The coffee pot exploded.

Not literally, but close enough. Grace Parker grabbed the scalding handle and hot liquid sprayed everywhere, splashing her uniform, burning her hand, ruining the last clean pot they had.

"Are you kidding me right now?" She stared at the mess spreading across the counter while the morning rush crowd waited for refills.

Tuesday morning at Rosie's Diner was always chaos but today felt worse. The ancient coffee maker had been dying for weeks and now it finally gave up. Grace had forty-seven dollars in her checking account and rent was due in three days. She couldn't afford problems.

"Grace, table five needs their check!" Marcy yelled from across the diner.

"Coming!"

She wrapped her burned hand in a wet towel and grabbed the ticket pad.
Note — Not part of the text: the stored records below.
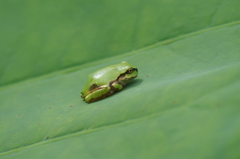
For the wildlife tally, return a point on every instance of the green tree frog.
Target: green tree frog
(108, 81)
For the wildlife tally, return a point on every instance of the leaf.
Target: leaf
(184, 103)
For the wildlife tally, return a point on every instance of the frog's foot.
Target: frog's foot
(117, 86)
(99, 93)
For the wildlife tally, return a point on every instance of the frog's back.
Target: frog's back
(106, 75)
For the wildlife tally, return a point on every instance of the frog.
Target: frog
(108, 81)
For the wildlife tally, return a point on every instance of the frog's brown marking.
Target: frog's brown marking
(112, 91)
(93, 87)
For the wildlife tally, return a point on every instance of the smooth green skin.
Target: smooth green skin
(185, 104)
(107, 81)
Table five was a businessman who'd been snapping his fingers at her for ten minutes like she was a dog. Grace wanted to snap back but she needed this job so she smiled instead.

"Here you go sir."

He didn't even look up from his phone. Just dropped a credit card on the table like she wasn't worth acknowledging.

Grace took a breath and headed back to deal with the coffee situation. That's when she saw booth seven. Her favorite spot. Her favorite customer.

Mr. Brooks sat in his usual place by the window but something was wrong. His hands shook when he lifted his coffee cup. The shake was bad today, worse than last week. Way worse.

Grace forgot about the broken machine and the rude businessman. She grabbed a fresh pot from the backup maker and headed straight to booth seven.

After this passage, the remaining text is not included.